The Value of Information in Retrospect

Published 5 Jun 2018 in stat.ME, math.ST, and stat.TH | (1806.01458v3)

Abstract: In the course of any statistical analysis, it is necessary to consider issues of data quality and model appropriateness. Value of information methods were initially put forward in the middle of the twentieth century in order to provide a framework for choosing between potential sources of information. However, since their genesis, value of information methods have been largely neglected by statisticians.

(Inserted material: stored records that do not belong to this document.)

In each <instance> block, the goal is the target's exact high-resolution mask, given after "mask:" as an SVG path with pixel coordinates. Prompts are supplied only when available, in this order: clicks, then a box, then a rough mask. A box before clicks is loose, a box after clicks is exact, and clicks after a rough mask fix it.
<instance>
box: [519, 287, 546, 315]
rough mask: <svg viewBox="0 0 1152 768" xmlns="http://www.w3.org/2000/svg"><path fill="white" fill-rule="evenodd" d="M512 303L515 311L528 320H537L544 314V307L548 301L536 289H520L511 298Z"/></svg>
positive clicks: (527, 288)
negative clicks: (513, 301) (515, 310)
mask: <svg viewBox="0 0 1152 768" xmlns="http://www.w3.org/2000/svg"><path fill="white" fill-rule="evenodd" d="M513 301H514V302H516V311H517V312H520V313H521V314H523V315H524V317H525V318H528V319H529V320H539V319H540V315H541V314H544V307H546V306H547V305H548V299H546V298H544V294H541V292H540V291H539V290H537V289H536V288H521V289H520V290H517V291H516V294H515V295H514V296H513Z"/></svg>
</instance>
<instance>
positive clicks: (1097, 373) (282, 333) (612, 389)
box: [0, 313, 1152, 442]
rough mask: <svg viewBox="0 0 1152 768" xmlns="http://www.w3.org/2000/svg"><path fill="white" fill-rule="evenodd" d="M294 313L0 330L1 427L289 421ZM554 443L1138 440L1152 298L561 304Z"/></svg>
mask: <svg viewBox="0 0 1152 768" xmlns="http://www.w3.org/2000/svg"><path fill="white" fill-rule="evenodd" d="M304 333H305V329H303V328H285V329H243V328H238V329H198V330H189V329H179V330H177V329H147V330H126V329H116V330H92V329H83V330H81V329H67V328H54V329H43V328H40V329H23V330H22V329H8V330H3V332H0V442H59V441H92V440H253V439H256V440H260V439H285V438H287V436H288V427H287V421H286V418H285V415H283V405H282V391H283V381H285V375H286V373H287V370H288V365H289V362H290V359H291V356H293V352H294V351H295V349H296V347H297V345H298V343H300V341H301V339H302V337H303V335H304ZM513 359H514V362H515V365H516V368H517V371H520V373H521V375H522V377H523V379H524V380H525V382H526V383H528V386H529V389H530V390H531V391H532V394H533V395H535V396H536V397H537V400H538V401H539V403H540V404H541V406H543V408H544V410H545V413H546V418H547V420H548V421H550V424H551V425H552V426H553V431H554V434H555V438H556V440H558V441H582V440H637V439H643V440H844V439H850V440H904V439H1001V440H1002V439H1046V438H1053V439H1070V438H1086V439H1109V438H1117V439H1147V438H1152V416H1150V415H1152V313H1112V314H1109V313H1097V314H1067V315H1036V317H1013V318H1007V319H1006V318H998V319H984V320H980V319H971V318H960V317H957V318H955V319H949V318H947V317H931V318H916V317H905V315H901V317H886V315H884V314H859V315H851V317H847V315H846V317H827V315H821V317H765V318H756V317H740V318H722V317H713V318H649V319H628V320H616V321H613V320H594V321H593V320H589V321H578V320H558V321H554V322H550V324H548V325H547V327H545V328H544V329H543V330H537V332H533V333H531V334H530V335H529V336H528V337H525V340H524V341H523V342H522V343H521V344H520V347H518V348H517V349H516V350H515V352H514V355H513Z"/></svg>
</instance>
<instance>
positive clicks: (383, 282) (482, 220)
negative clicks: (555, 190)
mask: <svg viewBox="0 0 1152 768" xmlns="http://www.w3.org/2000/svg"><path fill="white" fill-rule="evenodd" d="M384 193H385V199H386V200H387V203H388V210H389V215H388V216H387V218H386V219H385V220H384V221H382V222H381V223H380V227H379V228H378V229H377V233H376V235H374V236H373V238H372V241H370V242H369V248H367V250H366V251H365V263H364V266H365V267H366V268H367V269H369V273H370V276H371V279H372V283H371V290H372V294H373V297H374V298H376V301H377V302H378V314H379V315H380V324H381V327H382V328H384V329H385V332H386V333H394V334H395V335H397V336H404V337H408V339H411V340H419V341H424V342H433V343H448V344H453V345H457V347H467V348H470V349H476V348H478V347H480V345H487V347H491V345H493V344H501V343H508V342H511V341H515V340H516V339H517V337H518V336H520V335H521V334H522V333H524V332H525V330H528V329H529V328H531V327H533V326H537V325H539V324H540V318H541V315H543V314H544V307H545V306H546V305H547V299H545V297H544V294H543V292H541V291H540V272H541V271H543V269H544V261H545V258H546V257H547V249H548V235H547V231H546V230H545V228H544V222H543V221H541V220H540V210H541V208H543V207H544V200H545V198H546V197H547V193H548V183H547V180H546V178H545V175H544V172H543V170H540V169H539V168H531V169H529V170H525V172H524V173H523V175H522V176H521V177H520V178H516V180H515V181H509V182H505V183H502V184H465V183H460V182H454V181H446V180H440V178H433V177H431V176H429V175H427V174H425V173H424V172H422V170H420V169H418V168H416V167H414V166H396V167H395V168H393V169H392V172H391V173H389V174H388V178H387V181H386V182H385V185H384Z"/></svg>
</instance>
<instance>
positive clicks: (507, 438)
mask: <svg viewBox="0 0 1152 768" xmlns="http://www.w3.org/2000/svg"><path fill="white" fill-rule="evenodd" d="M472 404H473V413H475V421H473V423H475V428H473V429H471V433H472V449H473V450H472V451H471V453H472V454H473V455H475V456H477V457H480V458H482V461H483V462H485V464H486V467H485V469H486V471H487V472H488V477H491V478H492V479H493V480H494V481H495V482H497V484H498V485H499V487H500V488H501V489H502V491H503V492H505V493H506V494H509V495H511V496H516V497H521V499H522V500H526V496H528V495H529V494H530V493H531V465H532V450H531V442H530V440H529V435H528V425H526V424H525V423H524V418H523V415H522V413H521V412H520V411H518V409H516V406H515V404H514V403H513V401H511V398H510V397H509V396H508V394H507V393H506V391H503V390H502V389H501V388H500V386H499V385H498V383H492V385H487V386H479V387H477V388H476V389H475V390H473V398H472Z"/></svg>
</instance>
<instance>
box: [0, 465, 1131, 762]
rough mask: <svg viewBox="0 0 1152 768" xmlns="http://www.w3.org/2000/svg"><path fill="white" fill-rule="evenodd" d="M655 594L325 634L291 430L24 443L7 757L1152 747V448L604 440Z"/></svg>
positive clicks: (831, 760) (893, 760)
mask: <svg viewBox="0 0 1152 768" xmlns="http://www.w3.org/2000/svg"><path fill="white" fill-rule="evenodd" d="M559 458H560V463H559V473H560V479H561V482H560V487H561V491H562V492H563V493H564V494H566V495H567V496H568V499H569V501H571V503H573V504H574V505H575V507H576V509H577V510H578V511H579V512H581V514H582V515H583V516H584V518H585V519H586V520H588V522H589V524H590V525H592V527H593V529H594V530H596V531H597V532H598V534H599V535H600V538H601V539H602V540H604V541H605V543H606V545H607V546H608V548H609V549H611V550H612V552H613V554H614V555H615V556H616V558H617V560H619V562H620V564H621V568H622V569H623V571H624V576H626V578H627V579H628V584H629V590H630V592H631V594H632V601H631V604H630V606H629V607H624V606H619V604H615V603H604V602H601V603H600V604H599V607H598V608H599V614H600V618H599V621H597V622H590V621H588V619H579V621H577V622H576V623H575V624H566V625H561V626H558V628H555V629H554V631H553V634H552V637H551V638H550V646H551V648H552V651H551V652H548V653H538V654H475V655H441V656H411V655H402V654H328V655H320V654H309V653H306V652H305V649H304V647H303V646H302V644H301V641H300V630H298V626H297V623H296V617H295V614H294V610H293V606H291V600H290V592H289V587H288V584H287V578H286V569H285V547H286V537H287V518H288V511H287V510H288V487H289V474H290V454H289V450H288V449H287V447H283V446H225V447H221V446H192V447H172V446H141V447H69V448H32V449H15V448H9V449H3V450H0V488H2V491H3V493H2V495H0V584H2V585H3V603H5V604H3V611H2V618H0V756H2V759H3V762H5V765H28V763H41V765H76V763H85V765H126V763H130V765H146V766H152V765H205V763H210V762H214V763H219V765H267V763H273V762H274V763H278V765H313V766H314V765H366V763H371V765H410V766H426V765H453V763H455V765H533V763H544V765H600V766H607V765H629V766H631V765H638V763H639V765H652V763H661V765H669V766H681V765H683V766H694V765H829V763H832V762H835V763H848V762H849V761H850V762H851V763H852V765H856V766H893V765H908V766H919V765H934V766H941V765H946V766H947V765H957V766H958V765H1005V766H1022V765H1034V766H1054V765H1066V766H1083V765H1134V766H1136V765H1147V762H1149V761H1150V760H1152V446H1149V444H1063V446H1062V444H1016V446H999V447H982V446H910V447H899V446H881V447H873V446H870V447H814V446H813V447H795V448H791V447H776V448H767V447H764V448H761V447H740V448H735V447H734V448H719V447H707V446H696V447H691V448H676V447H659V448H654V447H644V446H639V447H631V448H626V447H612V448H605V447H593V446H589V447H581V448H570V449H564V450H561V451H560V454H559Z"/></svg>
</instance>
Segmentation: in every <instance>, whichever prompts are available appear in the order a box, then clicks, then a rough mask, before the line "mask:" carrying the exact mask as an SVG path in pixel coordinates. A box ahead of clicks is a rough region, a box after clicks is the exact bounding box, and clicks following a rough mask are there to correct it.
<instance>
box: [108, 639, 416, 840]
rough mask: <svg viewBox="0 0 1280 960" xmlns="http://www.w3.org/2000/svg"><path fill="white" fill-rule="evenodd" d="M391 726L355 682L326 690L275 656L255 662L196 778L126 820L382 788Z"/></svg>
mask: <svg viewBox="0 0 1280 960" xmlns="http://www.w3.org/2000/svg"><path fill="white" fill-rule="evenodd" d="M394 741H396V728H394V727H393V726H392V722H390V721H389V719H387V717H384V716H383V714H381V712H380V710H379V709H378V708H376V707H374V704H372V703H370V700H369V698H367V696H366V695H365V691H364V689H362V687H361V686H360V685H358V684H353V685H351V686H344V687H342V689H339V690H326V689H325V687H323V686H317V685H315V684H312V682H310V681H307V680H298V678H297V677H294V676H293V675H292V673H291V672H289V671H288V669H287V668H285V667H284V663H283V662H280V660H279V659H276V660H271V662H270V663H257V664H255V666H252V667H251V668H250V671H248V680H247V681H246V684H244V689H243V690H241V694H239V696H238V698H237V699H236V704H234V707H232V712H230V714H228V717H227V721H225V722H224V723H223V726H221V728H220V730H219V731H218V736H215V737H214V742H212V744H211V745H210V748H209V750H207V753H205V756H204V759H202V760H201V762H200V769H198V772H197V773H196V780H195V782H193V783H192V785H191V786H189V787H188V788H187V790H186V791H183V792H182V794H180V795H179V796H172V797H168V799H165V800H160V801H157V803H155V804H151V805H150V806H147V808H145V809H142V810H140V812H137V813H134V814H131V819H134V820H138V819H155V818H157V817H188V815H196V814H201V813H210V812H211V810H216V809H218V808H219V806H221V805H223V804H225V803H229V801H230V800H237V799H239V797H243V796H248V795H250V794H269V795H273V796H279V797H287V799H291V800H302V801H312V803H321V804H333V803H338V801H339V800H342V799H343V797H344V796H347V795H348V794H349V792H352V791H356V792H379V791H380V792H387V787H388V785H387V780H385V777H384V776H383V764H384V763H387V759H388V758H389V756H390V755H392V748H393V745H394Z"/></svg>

In this paper we review and extend existing value of information methods and recommend the use of three quantities for identifying influential and outlying data: an influence measure previously suggested by \cite{kempthorne1986}, a related quantity known as the expected value of sample information that is used to gauge how much influence we would expect a portion of the data to have, and the ratio of these two quantities which serves as a comparison between observed influence and expected influence. We study the basic theoretical properties of those quantities and illustrate our proposed approach using two datasets. A data set containing employment rates and other economic factors in U.S. first presented by \cite{longley} is used to provide an example in the case of linear regression. HIV surveillance data collected from prenatal clinics have been the main source of information for monitoring the HIV epidemic in low and middle income countries. A data set providing information about HIV prevalence in Swaziland is used as an example in the case of generalized linear mixed models.